Atatürk heykeline saldırı, Maçka parkında kıyafete müdahale, Eminönü vapurunda simitçi çocuğa dayak, Suriyeli mültecilere işkence görüntüleri…
Bu olayları günlük hayatın olağan bir parçası olarak gören tek kişi yok herhalde. Herkes, bu ülkede işlerin aslında nasıl yürüdüğünü az çok öğrendi. Hepsi tek tek kurgulanarak kayda geçirilen bu vukuatlar, görüldüğü üzere laik kesim başta olmak üzere toplumun genelini öfkeyle yüklemeyi amaçlayan algı operasyonlarında kullanıldı.

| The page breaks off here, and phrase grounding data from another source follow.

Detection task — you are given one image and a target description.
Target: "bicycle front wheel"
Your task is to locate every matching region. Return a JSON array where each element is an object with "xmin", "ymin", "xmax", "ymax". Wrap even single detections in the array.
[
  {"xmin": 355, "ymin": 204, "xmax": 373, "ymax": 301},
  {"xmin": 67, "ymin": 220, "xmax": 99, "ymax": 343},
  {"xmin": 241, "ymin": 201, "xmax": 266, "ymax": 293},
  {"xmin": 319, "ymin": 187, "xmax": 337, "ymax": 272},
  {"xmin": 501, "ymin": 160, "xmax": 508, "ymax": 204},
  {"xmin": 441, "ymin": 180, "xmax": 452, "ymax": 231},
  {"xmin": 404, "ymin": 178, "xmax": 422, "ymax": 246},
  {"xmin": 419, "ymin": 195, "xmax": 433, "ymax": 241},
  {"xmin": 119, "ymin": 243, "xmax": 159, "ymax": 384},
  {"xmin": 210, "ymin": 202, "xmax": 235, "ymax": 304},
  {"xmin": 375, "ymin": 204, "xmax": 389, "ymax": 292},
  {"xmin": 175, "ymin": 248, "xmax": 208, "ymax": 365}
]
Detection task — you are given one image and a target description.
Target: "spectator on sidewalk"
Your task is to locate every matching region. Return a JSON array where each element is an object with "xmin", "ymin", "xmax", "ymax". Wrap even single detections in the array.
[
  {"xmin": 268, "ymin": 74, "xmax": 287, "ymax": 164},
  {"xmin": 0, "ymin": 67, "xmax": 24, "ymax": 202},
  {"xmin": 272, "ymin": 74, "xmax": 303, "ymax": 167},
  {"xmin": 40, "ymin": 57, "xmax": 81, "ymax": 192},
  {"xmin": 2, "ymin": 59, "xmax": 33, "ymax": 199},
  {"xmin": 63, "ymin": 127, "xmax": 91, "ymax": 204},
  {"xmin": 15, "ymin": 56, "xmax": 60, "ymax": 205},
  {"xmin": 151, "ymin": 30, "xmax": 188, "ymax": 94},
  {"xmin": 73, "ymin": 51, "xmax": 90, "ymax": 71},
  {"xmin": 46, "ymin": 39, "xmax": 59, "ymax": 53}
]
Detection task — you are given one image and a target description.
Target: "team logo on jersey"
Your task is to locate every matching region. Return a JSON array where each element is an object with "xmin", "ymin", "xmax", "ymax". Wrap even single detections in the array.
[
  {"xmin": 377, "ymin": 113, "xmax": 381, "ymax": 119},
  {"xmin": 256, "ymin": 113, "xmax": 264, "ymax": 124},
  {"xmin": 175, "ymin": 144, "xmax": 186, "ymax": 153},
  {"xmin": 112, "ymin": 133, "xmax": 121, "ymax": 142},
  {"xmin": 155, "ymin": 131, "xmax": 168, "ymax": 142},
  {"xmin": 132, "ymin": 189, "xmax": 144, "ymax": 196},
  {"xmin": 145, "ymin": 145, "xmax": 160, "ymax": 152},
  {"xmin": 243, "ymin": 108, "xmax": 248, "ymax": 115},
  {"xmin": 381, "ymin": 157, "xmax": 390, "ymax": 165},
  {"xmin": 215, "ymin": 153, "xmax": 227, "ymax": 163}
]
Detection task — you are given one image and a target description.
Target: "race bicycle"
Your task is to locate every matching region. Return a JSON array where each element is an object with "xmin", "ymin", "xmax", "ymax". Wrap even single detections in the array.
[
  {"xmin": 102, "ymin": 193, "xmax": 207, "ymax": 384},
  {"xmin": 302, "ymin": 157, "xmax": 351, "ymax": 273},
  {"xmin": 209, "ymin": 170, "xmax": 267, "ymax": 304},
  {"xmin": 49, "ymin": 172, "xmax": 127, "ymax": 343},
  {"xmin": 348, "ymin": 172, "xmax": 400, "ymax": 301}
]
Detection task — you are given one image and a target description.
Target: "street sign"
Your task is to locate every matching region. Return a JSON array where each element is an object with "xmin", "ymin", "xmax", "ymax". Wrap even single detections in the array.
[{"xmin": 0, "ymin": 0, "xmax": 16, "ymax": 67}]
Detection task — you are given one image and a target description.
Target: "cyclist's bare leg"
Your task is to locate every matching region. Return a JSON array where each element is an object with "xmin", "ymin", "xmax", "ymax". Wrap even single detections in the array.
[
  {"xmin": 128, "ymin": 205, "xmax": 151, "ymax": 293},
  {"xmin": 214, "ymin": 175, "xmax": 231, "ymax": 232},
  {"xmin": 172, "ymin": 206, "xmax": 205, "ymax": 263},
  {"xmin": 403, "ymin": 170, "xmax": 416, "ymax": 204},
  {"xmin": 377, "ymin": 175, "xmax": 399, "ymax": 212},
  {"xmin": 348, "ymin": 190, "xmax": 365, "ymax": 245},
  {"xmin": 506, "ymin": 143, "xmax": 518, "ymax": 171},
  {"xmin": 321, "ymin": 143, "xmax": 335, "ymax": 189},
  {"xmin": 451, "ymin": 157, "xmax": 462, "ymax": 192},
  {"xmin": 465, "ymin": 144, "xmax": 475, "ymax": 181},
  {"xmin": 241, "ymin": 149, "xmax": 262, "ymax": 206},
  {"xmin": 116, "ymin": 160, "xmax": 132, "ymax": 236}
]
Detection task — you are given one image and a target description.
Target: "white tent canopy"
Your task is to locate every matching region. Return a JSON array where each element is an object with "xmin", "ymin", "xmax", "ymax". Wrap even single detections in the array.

Bir yanıyla ülke gündemini saptırmaya yarayan bu tür hadiseler diğer yanıyla da toplumu duygusal olarak maniple etmeyi hedefliyor. Gezi öncesi asılsız haber ve sansasyonel olaylarla toplum duygusal olarak o kadar çok yüklendi ki, bu duygusal birikim sonunda Taksim’de ağaçların kesilmesi gibi basit bir sebep üzerinden büyük bir patlamaya dönüştü. Gezi öncesi yapılan algı operasyonları ve yükleme olmasaydı öfkelerin sokağa taşması da mümkün olmazdı.